Keith LeRoy grinned.
"You free 'round six o'clock, Mr. Griffin?"
"I could be."
"Good. Then you just might want to come along with me to the Funky Butt Bar, midcity. Have a sandwich, maybe a couple of beers, see what happens?"
Someone at the office door cleared his throat.
"I'll come by where you stay," Keith LeRoy said, "pick you up. That okay? 'Round five,five-thirty."
He nodded to me, then to my newest visitor, who stepped back out of the door to let him pass.
One last dance on my card, this time strictly %, a fox-trot, maybe.
Dean Treadwell wondered aloud just how serious was my dedication to teaching, to the university. He knew that I had a drinking problem, of course—and raised his hand when I started to protest. He understood, too, that my creative work, my own novels and stories, were of primary importance to me. He'd read and admired several of them himself, at his wife's urging. And devoted as it was to liberal arts, the university was happy to make certain concessions and accommodations. But.
Surely I understood that the university's obligation.
That the department must.
That I, as an untenured assistant professor, perhaps especially as an untenured assistant professor.
After all, we're all of us, students and faculty alike, on campus for.
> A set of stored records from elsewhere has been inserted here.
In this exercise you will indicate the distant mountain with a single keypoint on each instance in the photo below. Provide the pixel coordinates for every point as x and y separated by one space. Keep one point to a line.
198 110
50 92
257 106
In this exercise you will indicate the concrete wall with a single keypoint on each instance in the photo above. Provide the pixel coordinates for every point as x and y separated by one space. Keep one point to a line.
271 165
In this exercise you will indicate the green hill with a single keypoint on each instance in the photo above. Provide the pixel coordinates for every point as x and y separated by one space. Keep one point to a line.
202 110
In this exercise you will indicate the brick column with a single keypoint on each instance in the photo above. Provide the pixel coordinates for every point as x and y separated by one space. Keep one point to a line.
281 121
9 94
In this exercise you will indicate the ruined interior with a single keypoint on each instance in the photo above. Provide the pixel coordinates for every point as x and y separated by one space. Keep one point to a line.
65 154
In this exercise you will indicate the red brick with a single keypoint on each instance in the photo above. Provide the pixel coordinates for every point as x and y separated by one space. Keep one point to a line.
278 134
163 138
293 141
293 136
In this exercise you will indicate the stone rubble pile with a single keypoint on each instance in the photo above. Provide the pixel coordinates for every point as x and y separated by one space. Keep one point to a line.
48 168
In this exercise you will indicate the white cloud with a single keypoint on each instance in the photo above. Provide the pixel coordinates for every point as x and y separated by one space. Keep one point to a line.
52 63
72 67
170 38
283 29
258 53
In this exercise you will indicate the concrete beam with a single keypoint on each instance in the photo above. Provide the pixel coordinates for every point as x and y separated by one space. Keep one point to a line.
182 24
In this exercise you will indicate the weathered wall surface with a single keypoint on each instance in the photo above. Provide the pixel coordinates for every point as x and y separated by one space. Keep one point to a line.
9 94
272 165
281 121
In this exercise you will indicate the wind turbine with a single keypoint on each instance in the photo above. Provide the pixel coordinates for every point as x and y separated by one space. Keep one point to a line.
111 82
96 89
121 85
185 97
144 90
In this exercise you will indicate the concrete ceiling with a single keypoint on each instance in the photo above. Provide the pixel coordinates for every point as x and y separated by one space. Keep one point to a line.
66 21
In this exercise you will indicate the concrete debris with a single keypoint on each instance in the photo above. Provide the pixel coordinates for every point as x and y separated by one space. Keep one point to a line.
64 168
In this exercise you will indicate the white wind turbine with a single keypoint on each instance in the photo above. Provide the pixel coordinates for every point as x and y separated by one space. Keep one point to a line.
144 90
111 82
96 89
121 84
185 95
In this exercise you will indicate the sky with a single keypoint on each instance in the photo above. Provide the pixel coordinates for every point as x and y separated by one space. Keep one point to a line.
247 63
Mind you, Treadwell's as fine a man as you're likely to pluck out from among these academic brambles and thickets. I'm sure he resented giving the lecture as much as I did receiving it.
So when he was done, I said "You're absolutely right" and handed over the office key. "You have to hold on to the lock, push in on it, to get it open. There's probably a trick to getting the computer to work too, but I haven't found it. The students pretty much take care of themselves."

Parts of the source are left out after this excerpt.